Konuyla ilgili konuşan Günalp, Mutluyakalı’nın kendisinin olgulara dayanarak yönelttiği sorulara cevap vermek yerine, kendince iddia ettiği kendisinin kişilik özelliklerini iğnelediğini ifade ederek, bunu tartışmaya çalıştığını söyledi.
“Buna mantık biliminde Ad-hominem derler Cenk” diyen Günalp, Mutluyakalı’nın bu tür bir cevap verme yöntemine başvurmasının kendisi için hayati olabileceğini ancak toplum için gereksiz olduğunu da söyledi.

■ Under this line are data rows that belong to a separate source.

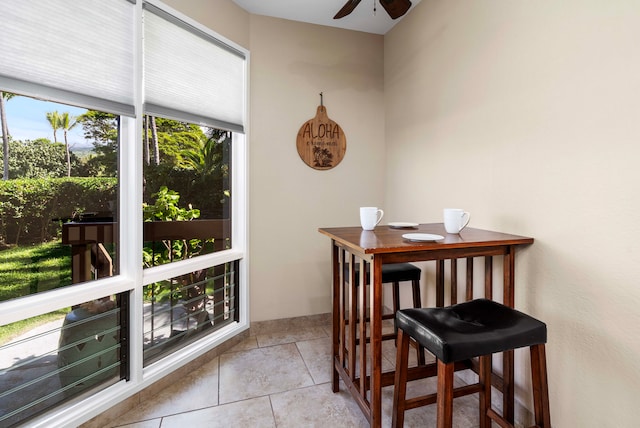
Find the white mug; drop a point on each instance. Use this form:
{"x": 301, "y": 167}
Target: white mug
{"x": 370, "y": 217}
{"x": 455, "y": 219}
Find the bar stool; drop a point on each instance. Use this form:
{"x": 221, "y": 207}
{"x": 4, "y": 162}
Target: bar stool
{"x": 394, "y": 274}
{"x": 477, "y": 328}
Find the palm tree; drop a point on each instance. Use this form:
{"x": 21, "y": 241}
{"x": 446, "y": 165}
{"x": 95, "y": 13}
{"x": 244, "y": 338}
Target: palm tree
{"x": 5, "y": 133}
{"x": 66, "y": 123}
{"x": 54, "y": 120}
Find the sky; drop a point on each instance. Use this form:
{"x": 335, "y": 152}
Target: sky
{"x": 27, "y": 120}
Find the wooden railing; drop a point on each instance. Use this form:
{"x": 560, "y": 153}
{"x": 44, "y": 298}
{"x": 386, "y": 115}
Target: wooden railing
{"x": 91, "y": 260}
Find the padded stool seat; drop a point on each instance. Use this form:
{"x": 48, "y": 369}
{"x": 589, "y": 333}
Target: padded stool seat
{"x": 476, "y": 328}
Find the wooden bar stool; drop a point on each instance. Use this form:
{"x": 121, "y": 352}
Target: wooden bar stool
{"x": 394, "y": 274}
{"x": 477, "y": 328}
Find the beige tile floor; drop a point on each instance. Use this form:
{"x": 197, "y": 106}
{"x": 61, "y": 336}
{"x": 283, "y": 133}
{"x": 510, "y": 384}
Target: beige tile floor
{"x": 275, "y": 380}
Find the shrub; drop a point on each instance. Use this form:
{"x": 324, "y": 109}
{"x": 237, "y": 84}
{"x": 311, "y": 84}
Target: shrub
{"x": 32, "y": 210}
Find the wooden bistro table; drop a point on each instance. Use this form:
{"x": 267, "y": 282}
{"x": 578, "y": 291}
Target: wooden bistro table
{"x": 351, "y": 246}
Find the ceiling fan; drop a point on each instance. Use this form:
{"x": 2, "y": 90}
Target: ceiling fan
{"x": 395, "y": 8}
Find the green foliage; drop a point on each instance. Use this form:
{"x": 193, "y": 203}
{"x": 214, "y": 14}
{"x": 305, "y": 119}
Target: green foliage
{"x": 166, "y": 208}
{"x": 102, "y": 129}
{"x": 202, "y": 179}
{"x": 38, "y": 159}
{"x": 29, "y": 269}
{"x": 25, "y": 270}
{"x": 31, "y": 210}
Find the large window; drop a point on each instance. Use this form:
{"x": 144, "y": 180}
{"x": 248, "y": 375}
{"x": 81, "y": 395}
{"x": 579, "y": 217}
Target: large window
{"x": 122, "y": 220}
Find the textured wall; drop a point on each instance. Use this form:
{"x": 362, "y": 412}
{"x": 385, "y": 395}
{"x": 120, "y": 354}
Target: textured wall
{"x": 527, "y": 115}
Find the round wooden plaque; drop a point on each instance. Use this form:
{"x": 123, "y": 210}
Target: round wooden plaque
{"x": 321, "y": 142}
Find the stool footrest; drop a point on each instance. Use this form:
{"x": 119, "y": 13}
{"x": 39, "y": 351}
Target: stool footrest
{"x": 497, "y": 418}
{"x": 423, "y": 400}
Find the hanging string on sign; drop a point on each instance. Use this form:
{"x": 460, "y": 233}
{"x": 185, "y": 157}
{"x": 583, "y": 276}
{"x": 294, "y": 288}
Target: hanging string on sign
{"x": 321, "y": 143}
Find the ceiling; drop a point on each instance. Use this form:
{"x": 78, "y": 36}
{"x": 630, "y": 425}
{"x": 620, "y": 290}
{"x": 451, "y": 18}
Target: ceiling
{"x": 322, "y": 11}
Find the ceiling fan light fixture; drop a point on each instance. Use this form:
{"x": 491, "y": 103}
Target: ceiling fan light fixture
{"x": 395, "y": 8}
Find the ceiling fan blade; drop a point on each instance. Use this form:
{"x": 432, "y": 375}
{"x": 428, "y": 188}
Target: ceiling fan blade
{"x": 396, "y": 8}
{"x": 347, "y": 9}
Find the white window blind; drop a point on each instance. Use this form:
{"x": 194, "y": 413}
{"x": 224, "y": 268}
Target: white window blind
{"x": 190, "y": 75}
{"x": 74, "y": 51}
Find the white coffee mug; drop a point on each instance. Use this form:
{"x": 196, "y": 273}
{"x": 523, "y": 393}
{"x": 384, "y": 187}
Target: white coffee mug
{"x": 370, "y": 217}
{"x": 455, "y": 219}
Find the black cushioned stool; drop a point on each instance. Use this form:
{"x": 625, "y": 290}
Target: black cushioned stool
{"x": 477, "y": 328}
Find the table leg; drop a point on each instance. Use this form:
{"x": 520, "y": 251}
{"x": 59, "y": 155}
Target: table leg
{"x": 508, "y": 393}
{"x": 376, "y": 343}
{"x": 336, "y": 322}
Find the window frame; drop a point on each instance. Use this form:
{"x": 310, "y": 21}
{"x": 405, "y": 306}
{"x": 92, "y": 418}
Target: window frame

Günalp sözlerine şöyle son verdi:
“Fikrin gücü ikna kabiliyetindedir, sen statü dayatmayı, kişiliğimle ilgilenmeyi bırak, sorduğum sorulara toplum vicdanı ve meslek etiği adına cevap ver!”
Mutluyakalı ne demişti?
Kişisel sosyal medya hesabından Çağıl Günalp’a yanıt veren Mutluyakalı, adını vermeden hitap ettiği Günalp’ın Ersin Tatar’ın Cumhurbaşkanlığı’nda basın görevlisi olduğunu ifade ederek, asıl meselenin Halk TV’de söylediklerinden duyulan rahatsızlıklar olduğunu iddia etmişti.
Mutluyakalı’nın açıklaması şöyleydi:
Bizim eski editörlerden bir arkadaşımız – ki şimdi Ersin Tatar’ın Cumhurbaşkanlığı’nda basın görevlisidir – (Yenidüzen’den ayrılarak Mustafa Akıncı’nın ekibine katılmış, ardından Ersin Tatar’la devam etmişti, zorluğunu anlayabilirim) benim yazdıklarımı, bana soruyormuş.
Sabah sabah Ersin Tatar aradı, sordu zaten… Başkan “doğrudan iletişim” anlamında daha başarılı (!)
Asıl mesele Halk TV’de söylediklerimden yana duyulan rahatsızlık olmuş.
Yeraltının yer üstüne karışması ve siyasetin finansmanı…
Türkiye’ye doğru konuşunca çok daha hassaslaşıyor Ersin Tatar… Yüzünü kendi yurduna döndürebilse, ah!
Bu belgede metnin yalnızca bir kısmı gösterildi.